Proven wrong how?  Diminishing returns, at least for me, implies negligible difference.  Like 1440p to 4k is diminishing returns because it looks virtually identical.  60 to 120 absolutely has impact.  It isn't negligible.  RE4 Remake is one of my favorite games.  I played it back to back on the PC vs ps5.  120 fps vs 60 fps, both with a gamepad.  At 60 fps my a accuracy was 72%, at 120 fps I hit around 80%...  I don't see that as negligible. 

"But objectively the average gamer does in fact benefit above 60 fps."
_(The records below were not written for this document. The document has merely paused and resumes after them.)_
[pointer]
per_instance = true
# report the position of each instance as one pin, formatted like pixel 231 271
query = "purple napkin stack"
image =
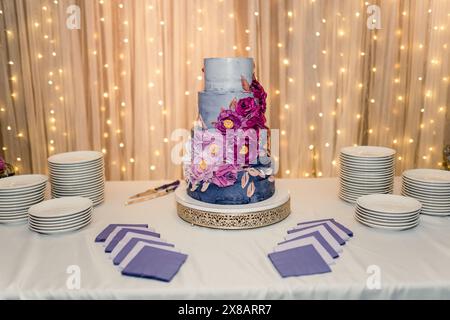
pixel 309 248
pixel 140 252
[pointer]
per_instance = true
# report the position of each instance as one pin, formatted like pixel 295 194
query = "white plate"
pixel 434 213
pixel 78 166
pixel 61 230
pixel 386 222
pixel 359 166
pixel 387 217
pixel 13 216
pixel 20 202
pixel 75 193
pixel 418 189
pixel 406 215
pixel 22 182
pixel 371 163
pixel 373 225
pixel 389 203
pixel 364 187
pixel 89 183
pixel 368 152
pixel 59 226
pixel 19 193
pixel 45 220
pixel 77 178
pixel 427 187
pixel 13 221
pixel 60 207
pixel 86 185
pixel 374 182
pixel 76 171
pixel 75 157
pixel 363 167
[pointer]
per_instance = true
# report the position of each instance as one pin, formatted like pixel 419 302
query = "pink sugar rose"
pixel 225 175
pixel 246 106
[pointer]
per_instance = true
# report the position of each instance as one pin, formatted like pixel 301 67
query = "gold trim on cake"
pixel 248 220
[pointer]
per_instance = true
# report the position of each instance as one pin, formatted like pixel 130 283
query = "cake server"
pixel 154 195
pixel 155 190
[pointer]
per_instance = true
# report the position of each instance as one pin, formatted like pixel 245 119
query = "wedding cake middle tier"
pixel 229 154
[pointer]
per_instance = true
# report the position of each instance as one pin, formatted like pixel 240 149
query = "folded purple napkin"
pixel 332 232
pixel 130 245
pixel 337 224
pixel 119 236
pixel 299 261
pixel 155 263
pixel 320 238
pixel 107 231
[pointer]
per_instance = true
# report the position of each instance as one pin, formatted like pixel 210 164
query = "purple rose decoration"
pixel 246 106
pixel 228 120
pixel 201 172
pixel 225 175
pixel 255 120
pixel 259 94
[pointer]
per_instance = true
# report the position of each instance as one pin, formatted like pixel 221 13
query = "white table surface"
pixel 229 264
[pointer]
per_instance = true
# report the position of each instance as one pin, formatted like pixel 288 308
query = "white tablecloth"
pixel 229 264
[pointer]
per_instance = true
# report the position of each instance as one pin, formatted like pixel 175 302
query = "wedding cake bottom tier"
pixel 248 189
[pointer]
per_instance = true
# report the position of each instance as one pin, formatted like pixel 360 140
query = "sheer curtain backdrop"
pixel 129 76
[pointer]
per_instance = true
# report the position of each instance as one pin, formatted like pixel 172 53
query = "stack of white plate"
pixel 365 170
pixel 431 187
pixel 60 215
pixel 18 193
pixel 387 211
pixel 79 173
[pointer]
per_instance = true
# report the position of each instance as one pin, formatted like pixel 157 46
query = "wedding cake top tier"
pixel 225 74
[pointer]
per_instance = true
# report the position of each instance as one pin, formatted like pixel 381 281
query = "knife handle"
pixel 165 186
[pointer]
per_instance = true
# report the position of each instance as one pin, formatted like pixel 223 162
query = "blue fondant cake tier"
pixel 210 103
pixel 224 74
pixel 235 194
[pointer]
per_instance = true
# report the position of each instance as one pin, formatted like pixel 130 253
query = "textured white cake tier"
pixel 224 74
pixel 211 103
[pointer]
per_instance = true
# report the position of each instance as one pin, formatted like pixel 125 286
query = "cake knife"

I don't see how the above statement has been proven largely wrong when there is a statistical difference....  and that was the first article I found with putting in little effort.  Other articles exist....  gamers do benefit from fps above 60 fps.
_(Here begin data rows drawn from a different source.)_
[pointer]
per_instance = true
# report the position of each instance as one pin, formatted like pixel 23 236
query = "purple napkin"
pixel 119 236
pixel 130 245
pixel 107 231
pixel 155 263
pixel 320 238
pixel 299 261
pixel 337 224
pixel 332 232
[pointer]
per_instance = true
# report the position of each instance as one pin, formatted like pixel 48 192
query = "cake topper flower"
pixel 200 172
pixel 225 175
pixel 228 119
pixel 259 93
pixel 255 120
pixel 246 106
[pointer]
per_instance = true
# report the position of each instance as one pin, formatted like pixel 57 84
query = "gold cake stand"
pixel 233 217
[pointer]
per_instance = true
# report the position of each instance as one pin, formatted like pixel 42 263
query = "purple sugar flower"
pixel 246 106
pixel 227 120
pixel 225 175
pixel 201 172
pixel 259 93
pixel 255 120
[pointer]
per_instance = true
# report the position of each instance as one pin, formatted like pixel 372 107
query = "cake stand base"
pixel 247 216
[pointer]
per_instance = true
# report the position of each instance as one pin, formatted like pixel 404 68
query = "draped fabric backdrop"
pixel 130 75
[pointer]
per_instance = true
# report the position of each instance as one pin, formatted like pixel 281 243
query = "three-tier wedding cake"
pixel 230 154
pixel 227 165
Diminishing returns means "proportionally smaller profits or benefits derived from something as more money or energy is invested in it."

Just to again contextualise the discussion you isaid that someone else objectively benefitted from 120fps whilst saying diminishing returns did not apply to high frame rate.

I'll add a correction on my side, I got the QoE and Performance graphs confused. The performance graph plateaus at 60 fps and QoL at 90-120. Similar to resolution, these results are very contextual to a specific experience/set up. I think there's clearly demonstrable benefit to some portion of gamers above 60 but that's also where diminishing returns really kicks in too. 

I done the lazy thing and just grabbed chatgpt to explore the topic


  • Claypool & Claypool (2006): Clear subjective QoE benefits up to 60 fps, but plateauing beyond. Many participants could not consistently distinguish 85–100 fps from 60 fps in enjoyment terms.

  • Sony Interactive Entertainment Research (2019, PS5 dev white papers): While not peer-reviewed, testing showed higher perceived smoothness and responsiveness at 120 Hz in action and VR titles, but only sensitive players (hardcore FPS fans, competitive gamers) consistently rated 120 fps as more enjoyable.

  • Academic reviews of gaming QoE (e.g. Claypool 2023 CHI, ITU-T G.1032): Above 60 fps, frame-time stability matters more than the raw frame count. 120 fps is perceived as “smoother” mainly when motion is fast and screen latency is low.

  • eSports / HCI studies (CS:GO, Overwatch, Valorant community tests):

    • Performance (accuracy, reaction time) improves slightly from 60 → 120 → 240 fps.

    • Enjoyment/QoE: Most casual players don’t rate 120 fps as more fun than 60 fps, but competitive players often do, especially in twitch genres (FPS, racing)."